Crapper (pronounced krap-er)
(1) A proprietary trade name for a brand of loo; toilet; lavatory etc.
(2) A slang term for the loo; toilet; lavatory etc.
1920s: The construct was crap + er. Dating from 1375-1425, crap was from the Middle English crappe (which at various times existed in the plural as crappen, crappies and craps) (chaff; buckwheat) from the Old French crappe & crapin (chaff; siftings, waste or rejected matter). In the Medieval Latin there were the plural forms crappa & crapinum, apparently from the Old Dutch krappen (to cut off, pluck off) from which Middle Dutch gained crappe & crap (a chop, cutlet) and Modern Dutch krip (a steak); the most obvious modern relative is crop. The Middle English agent suffix er was from the Old English ere, from the Proto-Germanic ārijaz and generally thought to have been borrowed from the Latin ārius. The English forms were cognate with the Dutch er & aar, the German er, the Swedish are, the Icelandic ari and the Gothic areis. Related are the Ancient Greek ήριος (ḗrios) and the Old Church Slavonic арь (arĭ). Although unrelated, the development of er was reinforced by the synonymous Old French or & eor and the Angle-Norman variant our, all derived from the Latin (ā)tor, the ultimate root being the primitive European tōr. Dating from 1846, crap was the English slang for the proper term crapping ken which is crap’s first documented application to bodily waste although etymologists suspect it had been in widespread use for some time prior. In this context, crap was used in the earlier English and French sense of “siftings, waste or rejected matter” and ken was an existing term for a small building or house.

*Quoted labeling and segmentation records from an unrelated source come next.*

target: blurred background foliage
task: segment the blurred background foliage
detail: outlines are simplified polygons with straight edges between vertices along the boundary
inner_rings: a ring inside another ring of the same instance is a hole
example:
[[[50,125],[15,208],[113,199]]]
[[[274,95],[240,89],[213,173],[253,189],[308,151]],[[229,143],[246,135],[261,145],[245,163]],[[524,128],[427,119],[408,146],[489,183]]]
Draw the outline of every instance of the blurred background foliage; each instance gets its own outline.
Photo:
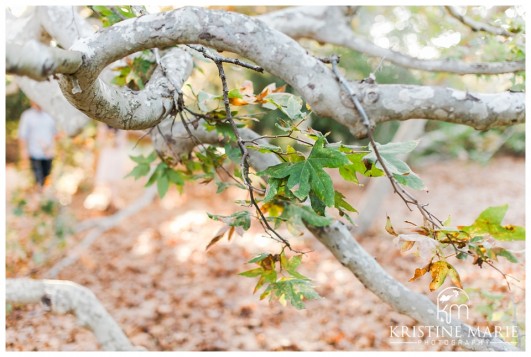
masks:
[[[279,10],[282,7],[217,6],[214,8],[256,16]],[[165,7],[162,10],[170,9]],[[91,9],[85,9],[84,13],[91,19],[97,18]],[[515,36],[507,39],[484,32],[474,32],[450,16],[443,7],[434,6],[359,7],[352,17],[352,28],[359,36],[379,46],[418,58],[448,58],[467,62],[512,61],[525,58],[525,28],[521,7],[467,7],[466,15],[478,21],[503,27],[514,32]],[[385,59],[368,57],[356,51],[329,44],[305,39],[300,42],[309,53],[316,56],[326,57],[331,54],[341,56],[340,65],[345,70],[347,78],[351,80],[362,80],[374,73],[376,81],[380,84],[449,86],[478,92],[524,90],[525,73],[491,76],[431,73],[405,69]],[[224,53],[224,55],[230,54]],[[196,60],[196,69],[198,70],[194,71],[189,81],[194,91],[196,93],[199,90],[219,93],[220,86],[215,66],[204,60]],[[253,82],[255,93],[258,93],[270,83],[276,83],[277,87],[285,84],[269,74],[259,74],[235,66],[226,66],[226,70],[231,88],[238,88],[245,80],[250,80]],[[117,71],[117,75],[121,73],[120,71],[123,72],[123,67]],[[8,76],[6,86],[11,84],[11,80]],[[287,92],[293,92],[293,90],[288,86]],[[29,107],[29,101],[21,91],[9,91],[8,93],[6,95],[6,160],[10,163],[17,161],[16,130],[20,115]],[[240,114],[258,119],[249,121],[256,131],[264,134],[278,133],[274,123],[282,117],[283,114],[280,111],[269,111],[265,114],[259,107],[247,106],[238,109],[241,110]],[[357,142],[346,127],[328,118],[312,114],[308,125],[321,132],[329,132],[332,141],[343,141],[349,144],[365,143],[364,141]],[[377,140],[380,142],[391,140],[398,127],[397,122],[380,125],[376,130]],[[92,129],[89,130],[93,132]],[[486,162],[497,153],[524,155],[524,148],[524,125],[476,131],[461,125],[432,121],[428,123],[420,147],[411,159],[420,162],[426,159],[459,158]]]

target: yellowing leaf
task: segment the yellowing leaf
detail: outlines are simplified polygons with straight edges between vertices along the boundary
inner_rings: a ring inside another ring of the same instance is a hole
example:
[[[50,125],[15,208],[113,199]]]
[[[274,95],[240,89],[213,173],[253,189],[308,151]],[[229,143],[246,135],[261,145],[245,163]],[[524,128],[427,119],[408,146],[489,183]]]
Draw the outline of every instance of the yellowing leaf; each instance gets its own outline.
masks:
[[[426,267],[429,267],[429,265],[427,265]],[[424,274],[426,274],[428,272],[428,269],[426,267],[415,269],[415,274],[413,275],[411,279],[409,279],[409,281],[415,281],[421,276],[423,276]]]
[[[408,250],[413,248],[414,245],[415,245],[414,241],[405,241],[405,242],[403,242],[402,246],[400,247],[400,253],[407,252]]]
[[[234,97],[234,98],[230,98],[229,99],[229,103],[232,104],[232,105],[235,105],[237,107],[242,107],[244,105],[247,105],[249,104],[249,102],[241,99],[241,98],[237,98],[237,97]]]
[[[208,250],[208,248],[212,247],[214,244],[216,244],[217,242],[219,242],[219,240],[221,238],[223,238],[223,235],[225,234],[226,231],[229,230],[229,228],[232,228],[234,229],[234,227],[229,227],[229,226],[223,226],[220,228],[220,230],[216,233],[216,235],[214,236],[214,238],[212,238],[212,240],[210,241],[210,243],[208,243],[208,245],[206,246],[205,250]]]
[[[463,285],[461,284],[461,278],[459,277],[457,270],[455,270],[455,268],[449,263],[446,264],[448,266],[448,275],[450,276],[450,279],[452,279],[452,283],[454,283],[454,285],[458,288],[462,289]]]
[[[395,232],[395,229],[393,228],[393,225],[391,224],[391,218],[389,216],[387,216],[387,221],[385,222],[385,230],[387,231],[387,233],[395,237],[398,236],[398,233]]]
[[[430,283],[430,291],[437,290],[441,287],[441,285],[446,280],[446,276],[448,275],[448,263],[439,260],[438,262],[435,262],[431,265],[431,283]]]

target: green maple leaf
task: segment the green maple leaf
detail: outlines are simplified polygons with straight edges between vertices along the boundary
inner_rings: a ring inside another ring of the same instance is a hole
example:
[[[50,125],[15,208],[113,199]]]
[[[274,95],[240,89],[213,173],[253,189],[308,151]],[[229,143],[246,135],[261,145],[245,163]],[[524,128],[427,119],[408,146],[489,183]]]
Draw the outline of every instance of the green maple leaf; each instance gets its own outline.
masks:
[[[325,139],[320,137],[308,158],[300,162],[284,162],[259,172],[261,176],[286,179],[286,187],[299,200],[305,200],[310,192],[325,203],[334,205],[334,185],[324,167],[337,168],[349,164],[346,156],[338,150],[326,148]]]
[[[500,241],[525,240],[525,228],[502,225],[508,205],[489,207],[470,226],[458,227],[470,235],[489,234]]]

The urban myth is part-truth, part-crap
The brand-name Crapper was first applied to a toilet designed and by plumber Thomas Crapper (1836-1910) and manufactured by the company he founded, Thomas Crapper & Co, Licenced Plumbers & Sanitary Engineers. In 1884, the Prince of Wales (later Edward VII (1841–1910; King of the UK & Emperor of India 1901-1910)) purchased Sandringham House and asked Mr Crapper to supply the plumbing, including thirty flushing loos with cedarwood seats and enclosures. Impressed with the quality, the prince granted the company their first Royal Warrant. The occupational surname Crapper is a dialectal variant of cropper (harvester of crops, farmer).
It’s a linguistic coincidence that a Mr Crapper choose to become a plumber and begin manufacturing loos bearing his name which bore such similarity to both crap and crapping which had earlier been used to describe bodily and other waste. Despite being a coincidence, decades before the internet spread fake news, the urban myth was well-established that the terms words crap and crapper, in their scatological sense, all derive from the efforts and products of Mr Crapper. The myth is often fleshed-out with reference to US soldiers stationed in England during World War One popularizing the phrase "I'm going to the crapper", after seeing the name on barracks’ cisterns. In the way army slang does, it was taken home when the servicemen returned to the US. Despite this, most dictionaries cite the origin of the slang term to the 1920s with popular use becoming widespread by the mid 1930s. It spread with the empire and was noted in the era to be in use in the Indian Army although, after 1947, the troops came often to prefer "I am going to Pakistan".
Selfie with crapper backdrop: Lindsay Lohan on the set of HBO's Eastbound & Down (2013), brushing teeth while smoking. It's an unusual combination but might work OK if one smokes a menthol cigarette and uses a nurdle of mint toothpaste. Other combinations might clash.